ESi's fire science team has a wealth of experience evaluating issues related to ignition, fire growth, flame spread and material fire performance. Their expertise spans a variety of complementary engineering and scientific disciplines which are critical to properly evaluating fire dynamics and fire behavior, including fire protection engineering, mechanical engineering, material behavior, and thermodynamics. In addition, they can employ the full range of fire analysis capabilities, including fire and computational fluid dynamics modeling, fire and flammability testing, and chemical analysis and testing.

During human history, accidental fires have brought destruction, fatalities, and injuries. To prevent these and understand why these events behave in such a way, fire science has developed models to predict such impacts. Fire modeling is the use of empirical and mathematical models to predict the thermal and species behavior during a prescribed fire. This estimation evaluates the numerical values of the expected temperatures and species concentrations during the event. These values are compared with known impact criteria for a detailed understanding of the scenario. Similar to fire modeling, blast dynamics modeling, gas dispersion modeling, and gas migration modeling through computational fluid dynamics (CFD) can be used to analyze consequences from other types of incidents including explosions, vessel ruptures, and leaks.

During an investigation, fire modeling can be used to verify the physical evidence and available information, providing a means for testing hypotheses. They can also be used to screen out unvalidated information. Arguments that are backed with a fire model are stronger because these are sustained by the science of the model, which has been verified and validated by numerous experiments, and is meticulously maintained to keep pace with the state of scientific knowledge.
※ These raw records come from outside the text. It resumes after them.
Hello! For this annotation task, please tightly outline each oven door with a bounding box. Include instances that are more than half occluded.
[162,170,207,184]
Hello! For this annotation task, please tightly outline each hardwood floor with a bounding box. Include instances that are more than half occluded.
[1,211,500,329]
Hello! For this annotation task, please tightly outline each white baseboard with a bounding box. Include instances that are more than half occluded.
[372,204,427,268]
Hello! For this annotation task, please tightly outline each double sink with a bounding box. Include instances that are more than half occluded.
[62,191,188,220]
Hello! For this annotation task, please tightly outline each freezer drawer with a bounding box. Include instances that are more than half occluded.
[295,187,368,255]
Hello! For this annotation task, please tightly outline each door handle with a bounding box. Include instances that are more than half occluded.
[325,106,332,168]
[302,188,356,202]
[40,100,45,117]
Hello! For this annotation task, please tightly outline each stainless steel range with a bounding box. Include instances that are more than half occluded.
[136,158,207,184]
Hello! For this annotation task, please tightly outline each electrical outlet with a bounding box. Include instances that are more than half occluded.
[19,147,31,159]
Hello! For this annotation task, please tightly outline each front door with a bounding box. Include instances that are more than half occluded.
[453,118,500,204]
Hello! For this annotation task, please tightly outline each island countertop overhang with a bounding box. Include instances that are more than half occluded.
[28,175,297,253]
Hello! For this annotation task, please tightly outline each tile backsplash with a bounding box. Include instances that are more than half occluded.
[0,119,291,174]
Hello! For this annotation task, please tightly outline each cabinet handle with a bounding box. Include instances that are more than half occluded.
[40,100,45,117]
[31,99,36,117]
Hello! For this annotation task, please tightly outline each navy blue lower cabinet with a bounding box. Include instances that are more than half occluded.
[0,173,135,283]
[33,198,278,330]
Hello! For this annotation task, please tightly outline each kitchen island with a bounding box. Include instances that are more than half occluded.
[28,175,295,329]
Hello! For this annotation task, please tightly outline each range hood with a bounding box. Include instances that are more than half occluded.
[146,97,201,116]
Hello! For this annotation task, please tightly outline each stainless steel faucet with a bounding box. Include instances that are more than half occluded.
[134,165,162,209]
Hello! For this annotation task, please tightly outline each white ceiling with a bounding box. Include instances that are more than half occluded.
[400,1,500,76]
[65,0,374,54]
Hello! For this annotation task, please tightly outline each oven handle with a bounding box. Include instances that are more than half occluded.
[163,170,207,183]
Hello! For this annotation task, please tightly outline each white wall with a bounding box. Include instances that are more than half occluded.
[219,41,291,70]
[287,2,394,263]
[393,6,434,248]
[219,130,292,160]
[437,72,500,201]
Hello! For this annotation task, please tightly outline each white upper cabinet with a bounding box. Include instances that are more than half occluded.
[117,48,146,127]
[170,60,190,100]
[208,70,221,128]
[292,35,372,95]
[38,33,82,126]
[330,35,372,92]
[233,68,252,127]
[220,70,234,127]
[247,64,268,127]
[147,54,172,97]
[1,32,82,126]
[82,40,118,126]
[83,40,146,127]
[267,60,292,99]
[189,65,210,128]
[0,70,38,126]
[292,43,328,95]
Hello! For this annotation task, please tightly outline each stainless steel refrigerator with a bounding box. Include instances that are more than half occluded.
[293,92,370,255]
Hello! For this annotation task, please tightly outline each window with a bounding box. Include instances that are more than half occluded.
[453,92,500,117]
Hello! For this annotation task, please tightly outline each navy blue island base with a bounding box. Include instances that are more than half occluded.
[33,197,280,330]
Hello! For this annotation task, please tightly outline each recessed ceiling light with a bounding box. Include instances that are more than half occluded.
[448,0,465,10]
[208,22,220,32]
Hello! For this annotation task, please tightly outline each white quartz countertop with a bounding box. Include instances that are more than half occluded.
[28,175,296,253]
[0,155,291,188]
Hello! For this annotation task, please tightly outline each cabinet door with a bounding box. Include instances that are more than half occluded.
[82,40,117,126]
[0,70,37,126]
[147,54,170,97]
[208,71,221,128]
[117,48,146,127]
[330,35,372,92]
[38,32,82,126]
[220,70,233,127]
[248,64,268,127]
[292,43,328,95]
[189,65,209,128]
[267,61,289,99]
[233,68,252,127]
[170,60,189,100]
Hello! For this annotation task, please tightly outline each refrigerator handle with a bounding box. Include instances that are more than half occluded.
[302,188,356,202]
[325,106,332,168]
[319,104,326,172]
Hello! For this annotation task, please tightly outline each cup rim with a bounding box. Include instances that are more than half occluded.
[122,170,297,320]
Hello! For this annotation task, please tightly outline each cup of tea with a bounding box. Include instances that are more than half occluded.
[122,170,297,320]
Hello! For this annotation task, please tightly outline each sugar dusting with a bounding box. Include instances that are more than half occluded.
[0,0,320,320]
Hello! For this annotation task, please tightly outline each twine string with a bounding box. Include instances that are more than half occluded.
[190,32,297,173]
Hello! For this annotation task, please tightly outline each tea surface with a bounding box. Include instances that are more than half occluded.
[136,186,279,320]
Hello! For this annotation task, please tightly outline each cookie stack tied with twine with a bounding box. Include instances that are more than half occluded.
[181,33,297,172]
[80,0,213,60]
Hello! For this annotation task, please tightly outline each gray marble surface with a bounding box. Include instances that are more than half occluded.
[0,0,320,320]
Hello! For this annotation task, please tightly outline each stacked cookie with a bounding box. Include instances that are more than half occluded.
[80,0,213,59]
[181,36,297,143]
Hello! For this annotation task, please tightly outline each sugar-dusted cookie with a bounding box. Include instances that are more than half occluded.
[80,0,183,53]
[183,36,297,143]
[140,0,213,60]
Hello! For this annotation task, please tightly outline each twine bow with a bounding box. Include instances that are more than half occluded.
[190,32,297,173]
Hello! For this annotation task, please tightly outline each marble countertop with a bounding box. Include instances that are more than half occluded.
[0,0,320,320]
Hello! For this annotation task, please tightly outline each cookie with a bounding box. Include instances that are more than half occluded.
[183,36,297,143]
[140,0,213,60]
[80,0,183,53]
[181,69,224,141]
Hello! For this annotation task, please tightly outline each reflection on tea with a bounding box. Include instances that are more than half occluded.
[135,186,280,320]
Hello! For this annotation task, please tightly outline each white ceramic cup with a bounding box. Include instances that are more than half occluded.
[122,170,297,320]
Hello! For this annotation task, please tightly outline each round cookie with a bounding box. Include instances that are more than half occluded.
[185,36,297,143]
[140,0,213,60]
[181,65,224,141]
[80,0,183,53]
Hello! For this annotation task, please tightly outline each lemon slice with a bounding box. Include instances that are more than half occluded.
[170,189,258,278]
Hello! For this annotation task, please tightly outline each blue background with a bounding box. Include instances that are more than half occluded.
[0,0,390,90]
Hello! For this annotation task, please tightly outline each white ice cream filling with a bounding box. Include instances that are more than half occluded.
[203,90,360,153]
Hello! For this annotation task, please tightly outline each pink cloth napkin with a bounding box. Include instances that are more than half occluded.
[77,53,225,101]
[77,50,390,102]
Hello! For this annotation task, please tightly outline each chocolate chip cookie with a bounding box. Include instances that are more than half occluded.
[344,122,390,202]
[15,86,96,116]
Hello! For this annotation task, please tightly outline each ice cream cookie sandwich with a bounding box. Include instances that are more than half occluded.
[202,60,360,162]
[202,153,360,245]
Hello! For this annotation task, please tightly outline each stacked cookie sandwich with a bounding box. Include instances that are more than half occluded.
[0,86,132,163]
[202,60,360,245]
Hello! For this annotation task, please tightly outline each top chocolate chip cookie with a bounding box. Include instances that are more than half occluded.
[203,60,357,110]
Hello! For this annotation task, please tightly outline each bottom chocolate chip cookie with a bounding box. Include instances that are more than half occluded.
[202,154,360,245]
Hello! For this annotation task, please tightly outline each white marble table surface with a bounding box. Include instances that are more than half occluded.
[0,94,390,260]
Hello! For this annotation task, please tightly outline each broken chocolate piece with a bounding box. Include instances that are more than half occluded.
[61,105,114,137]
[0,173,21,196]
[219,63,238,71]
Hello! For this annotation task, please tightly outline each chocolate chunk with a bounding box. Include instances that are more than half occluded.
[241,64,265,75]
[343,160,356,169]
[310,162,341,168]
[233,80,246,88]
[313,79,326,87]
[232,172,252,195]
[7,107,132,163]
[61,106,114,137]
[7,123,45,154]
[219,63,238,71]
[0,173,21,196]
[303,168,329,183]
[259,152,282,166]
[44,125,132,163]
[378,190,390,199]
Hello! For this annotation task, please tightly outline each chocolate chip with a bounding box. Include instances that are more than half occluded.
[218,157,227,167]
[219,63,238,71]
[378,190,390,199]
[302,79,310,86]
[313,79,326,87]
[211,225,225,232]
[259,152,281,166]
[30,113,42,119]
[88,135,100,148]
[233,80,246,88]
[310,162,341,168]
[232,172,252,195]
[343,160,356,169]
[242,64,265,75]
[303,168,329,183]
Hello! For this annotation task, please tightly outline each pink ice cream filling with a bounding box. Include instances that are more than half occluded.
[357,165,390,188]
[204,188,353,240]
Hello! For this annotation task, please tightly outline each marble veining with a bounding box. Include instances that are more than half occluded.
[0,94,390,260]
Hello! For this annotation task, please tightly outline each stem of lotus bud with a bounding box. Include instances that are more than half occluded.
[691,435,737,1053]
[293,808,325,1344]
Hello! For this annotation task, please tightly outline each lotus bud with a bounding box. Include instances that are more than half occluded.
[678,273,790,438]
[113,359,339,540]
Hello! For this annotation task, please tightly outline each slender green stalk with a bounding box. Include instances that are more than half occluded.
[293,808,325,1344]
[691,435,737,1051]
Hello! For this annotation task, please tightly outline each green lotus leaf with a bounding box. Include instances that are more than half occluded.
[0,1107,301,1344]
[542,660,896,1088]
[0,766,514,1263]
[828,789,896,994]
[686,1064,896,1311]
A model that agrees with the physical evidence provides a more conclusive understanding of the materials and human behaviors during an incident.

During risk assessments, the thermal and species behavior predicted are used to evaluate potential material and human impact, allowing for an assessment of the fire safety measures and systems design. Such a study permits an improvement of the safety measures and can prevent undesired human and business impacts.

ESi has the capability of performing fire or consequence modeling to support any client’s requirement, allowing for strong analysis results.